The New Sports Journalism?

In case you've been asleep for the past week, we hosted the first presidential debate here at Ole Miss. (Our motto: "The Debate Starts Here ... We Hope"). Since the hundreds of visiting journalists couldn't interview the people they really wanted to (namely, Obama and McCain) they turned to what has become a disturbing trend in journalism--interviewing each other. This is what passes for political journalism these days: you interview another journalist and get his/her opinion on what's going on. (The entire cable news system seems based on this premise, including Bill O'Reilly, Hannity and Colmes, etc.).

I make this comment because I see the same things going on in sports journalism. Reporters are now quoting other reporters, who got their information from other reporters, ad nausea. I read an article in today's New York Daily News written by John Harper. The article was clearly speculative--what Harper would do if he were the Mets general manager, which would include possibly dealing team stars Jose Reyes or David Wright.

A few minutes later I was over on the Sports Illustrated site when this headline caught my attention: "Mets Open to Trading Wright, Reyes?" The story was under the "Truth and Rumors" section, but it clearly suggested that the Mets were considering trading either or both players. (Interestingly, other New York papers, including the Post, wrote that trading either player would be a huge mistake).

The point here is that if you read just the SI story you would get the idea that the Mets were seriously considering a trade, when in fact, the entire story was based on pure speculation and may be completely groundless. As a columnist, it's Harper's job to speculate. The problem is that by picking up the story (and linking to it), SI gives it credibility. And that only adds more fuel to the growing fire surrounding the credibility of Internet journalism, where the credo seems to be, "If you throw enough dung against the wall, some of it will stick." (And if Reyes or Wright do ended up getting traded, defenders of this kind of journalism will invariably say, "See ... we were right!").

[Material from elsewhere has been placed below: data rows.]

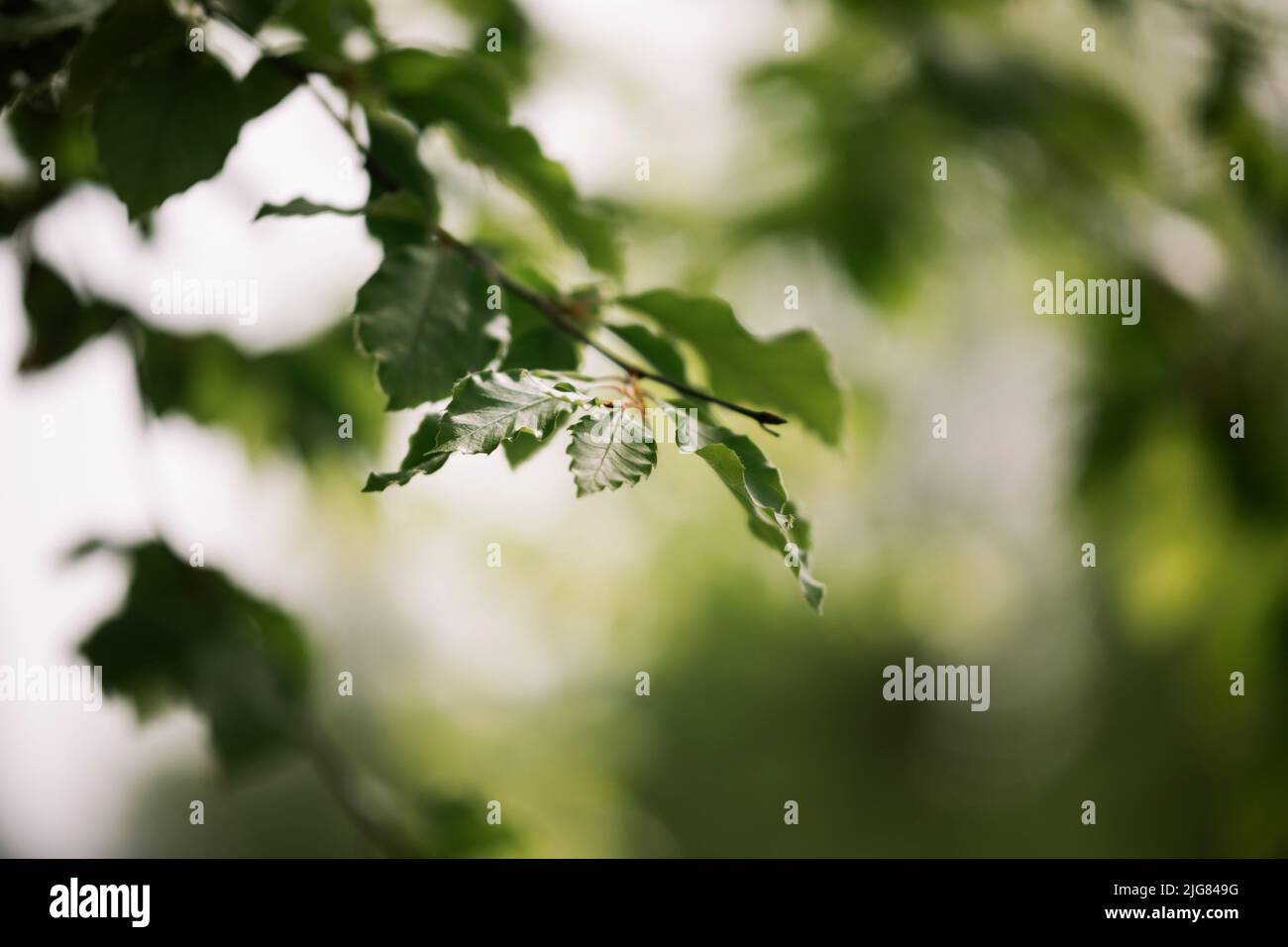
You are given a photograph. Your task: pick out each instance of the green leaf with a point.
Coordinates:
(171, 119)
(394, 147)
(166, 125)
(429, 88)
(490, 407)
(325, 24)
(188, 635)
(288, 398)
(47, 18)
(420, 457)
(58, 322)
(656, 351)
(610, 449)
(789, 372)
(301, 206)
(29, 67)
(250, 14)
(759, 487)
(421, 317)
(523, 446)
(514, 155)
(128, 34)
(535, 343)
(471, 97)
(394, 219)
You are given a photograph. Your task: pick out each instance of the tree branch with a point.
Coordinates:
(557, 311)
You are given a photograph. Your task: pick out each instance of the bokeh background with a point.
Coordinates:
(769, 169)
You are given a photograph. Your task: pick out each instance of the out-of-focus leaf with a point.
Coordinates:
(325, 24)
(39, 20)
(657, 351)
(288, 398)
(515, 34)
(187, 635)
(789, 372)
(249, 14)
(58, 322)
(128, 34)
(171, 120)
(166, 127)
(514, 155)
(467, 94)
(421, 317)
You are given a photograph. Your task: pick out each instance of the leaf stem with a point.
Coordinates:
(557, 311)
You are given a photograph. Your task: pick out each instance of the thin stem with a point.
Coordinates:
(557, 311)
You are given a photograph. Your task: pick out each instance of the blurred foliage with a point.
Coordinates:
(1115, 690)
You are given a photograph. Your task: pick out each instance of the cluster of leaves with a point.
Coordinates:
(189, 635)
(430, 315)
(121, 94)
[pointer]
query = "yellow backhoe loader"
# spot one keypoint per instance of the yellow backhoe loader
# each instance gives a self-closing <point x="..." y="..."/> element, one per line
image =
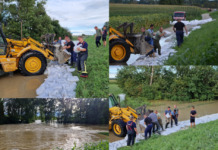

I suppose this kind of journalism in inevitable given the increased demand for content across growing numbers of media platforms. But I'm old fashioned enough to believe that journalists only report the news, they shouldn't and don't make it. Harper's readers clearly understand that his writing is opinion (and many were more than disturbed at his suggestions); passing it through cyberspace makes it more difficult to figure that out.


Blogger Unknown said...

The most media coverage of the election should be shifted to the 'sports' section of the newspaper. There's precious little substantive reporting of the sort that actually serves any civic purpose.